La route nationale n°5 Douala – Bafoussam souffre d’une dégradation avancée, marquée par de nombreux nids-de-poule et des risques d’accidents élevés, malgré des annonces de financements de réhabilitation.

Dans une note de service adressée à l’ensemble de ses agences et de son personnel, la Direction générale annonce qu’il est désormais strictement interdit d’emprunter le tronçon Bandja–Bafang, en raison du très mauvais état de la chaussée.

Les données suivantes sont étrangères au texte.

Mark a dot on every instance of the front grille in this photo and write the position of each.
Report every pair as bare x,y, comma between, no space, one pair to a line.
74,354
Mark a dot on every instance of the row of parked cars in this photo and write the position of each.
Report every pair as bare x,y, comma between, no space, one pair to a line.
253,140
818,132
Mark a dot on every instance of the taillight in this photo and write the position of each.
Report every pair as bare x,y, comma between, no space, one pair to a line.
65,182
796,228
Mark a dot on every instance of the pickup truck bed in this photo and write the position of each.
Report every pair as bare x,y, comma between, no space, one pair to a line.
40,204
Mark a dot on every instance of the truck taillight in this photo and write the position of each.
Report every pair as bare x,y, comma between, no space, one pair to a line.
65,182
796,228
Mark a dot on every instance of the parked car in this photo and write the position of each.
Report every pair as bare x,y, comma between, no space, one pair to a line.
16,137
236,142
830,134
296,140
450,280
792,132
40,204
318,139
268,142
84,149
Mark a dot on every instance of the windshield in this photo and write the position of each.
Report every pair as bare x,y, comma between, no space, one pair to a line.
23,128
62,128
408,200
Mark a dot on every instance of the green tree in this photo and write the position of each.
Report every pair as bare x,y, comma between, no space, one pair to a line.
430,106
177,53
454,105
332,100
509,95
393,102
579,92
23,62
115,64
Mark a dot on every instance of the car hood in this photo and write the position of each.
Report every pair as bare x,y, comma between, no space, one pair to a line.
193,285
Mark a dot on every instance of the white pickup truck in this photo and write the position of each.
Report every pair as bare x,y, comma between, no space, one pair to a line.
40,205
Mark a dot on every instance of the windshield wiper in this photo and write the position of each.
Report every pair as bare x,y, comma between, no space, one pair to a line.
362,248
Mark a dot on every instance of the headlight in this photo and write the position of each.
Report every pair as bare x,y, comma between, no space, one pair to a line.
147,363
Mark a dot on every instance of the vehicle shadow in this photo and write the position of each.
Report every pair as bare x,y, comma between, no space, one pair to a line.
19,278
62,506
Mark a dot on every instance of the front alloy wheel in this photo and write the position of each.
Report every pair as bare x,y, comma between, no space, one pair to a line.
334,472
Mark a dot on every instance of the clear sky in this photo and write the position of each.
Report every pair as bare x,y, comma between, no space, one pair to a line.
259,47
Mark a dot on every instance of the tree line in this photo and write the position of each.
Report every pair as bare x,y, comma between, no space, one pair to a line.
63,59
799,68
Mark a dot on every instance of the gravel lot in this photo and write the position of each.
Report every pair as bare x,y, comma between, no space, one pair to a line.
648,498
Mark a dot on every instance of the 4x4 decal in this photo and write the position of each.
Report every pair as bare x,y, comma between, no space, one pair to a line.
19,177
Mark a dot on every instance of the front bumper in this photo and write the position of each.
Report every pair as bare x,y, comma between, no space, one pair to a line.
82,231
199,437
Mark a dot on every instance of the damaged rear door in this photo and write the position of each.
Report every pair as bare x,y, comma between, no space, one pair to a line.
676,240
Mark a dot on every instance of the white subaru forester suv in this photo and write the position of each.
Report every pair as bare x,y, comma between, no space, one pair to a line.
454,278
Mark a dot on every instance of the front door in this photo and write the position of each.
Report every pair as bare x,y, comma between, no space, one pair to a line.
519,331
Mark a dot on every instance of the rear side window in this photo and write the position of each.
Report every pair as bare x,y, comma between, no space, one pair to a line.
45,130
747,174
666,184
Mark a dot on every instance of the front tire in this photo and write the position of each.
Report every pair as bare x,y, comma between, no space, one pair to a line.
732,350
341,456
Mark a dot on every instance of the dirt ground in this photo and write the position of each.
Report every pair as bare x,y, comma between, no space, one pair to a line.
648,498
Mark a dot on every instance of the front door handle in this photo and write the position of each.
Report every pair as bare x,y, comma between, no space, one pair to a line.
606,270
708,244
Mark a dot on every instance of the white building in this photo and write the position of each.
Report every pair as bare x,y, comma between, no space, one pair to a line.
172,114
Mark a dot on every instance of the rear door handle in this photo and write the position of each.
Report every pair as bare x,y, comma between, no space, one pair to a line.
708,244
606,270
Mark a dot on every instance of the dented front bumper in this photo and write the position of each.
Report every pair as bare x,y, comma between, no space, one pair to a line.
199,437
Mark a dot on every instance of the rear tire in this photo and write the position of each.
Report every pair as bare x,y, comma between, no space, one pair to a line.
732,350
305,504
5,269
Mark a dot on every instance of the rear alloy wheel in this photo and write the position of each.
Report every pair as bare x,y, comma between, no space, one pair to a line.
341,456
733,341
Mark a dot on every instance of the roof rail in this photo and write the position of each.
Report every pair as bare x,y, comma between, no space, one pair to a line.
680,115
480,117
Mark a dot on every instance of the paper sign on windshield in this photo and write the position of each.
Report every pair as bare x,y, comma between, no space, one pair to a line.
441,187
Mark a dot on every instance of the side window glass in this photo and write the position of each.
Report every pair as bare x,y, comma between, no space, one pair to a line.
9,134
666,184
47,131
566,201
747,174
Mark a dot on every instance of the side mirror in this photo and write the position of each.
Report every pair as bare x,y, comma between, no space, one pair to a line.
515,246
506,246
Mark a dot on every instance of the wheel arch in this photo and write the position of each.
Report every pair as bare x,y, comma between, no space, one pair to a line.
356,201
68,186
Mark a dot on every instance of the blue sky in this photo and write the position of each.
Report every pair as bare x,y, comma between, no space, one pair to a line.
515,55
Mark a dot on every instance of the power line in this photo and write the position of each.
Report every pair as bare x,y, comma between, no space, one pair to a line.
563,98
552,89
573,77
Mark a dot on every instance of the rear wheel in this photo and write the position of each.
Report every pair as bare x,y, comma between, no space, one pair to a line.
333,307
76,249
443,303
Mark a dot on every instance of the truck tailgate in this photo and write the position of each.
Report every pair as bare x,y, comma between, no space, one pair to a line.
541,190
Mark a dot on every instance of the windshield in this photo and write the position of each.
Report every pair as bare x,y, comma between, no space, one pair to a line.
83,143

En conséquence, tous les véhicules devront être réorientés soit par Bangangté, soit par Dschang, en fonction de l’organisation quotidienne des voyages définie par chaque agence. La Direction précise que cette mesure est applicable jusqu’à nouvel ordre. Tout conducteur ou agent qui ne respecterait pas cette instruction s’expose à des sanctions disciplinaires.

«À travers cette décision, Général Voyage entend privilégier la sécurité des passagers, des conducteurs et des véhicules, tout en limitant les risques liés à la circulation sur un axe devenu particulièrement difficile», analyse Shance Lion.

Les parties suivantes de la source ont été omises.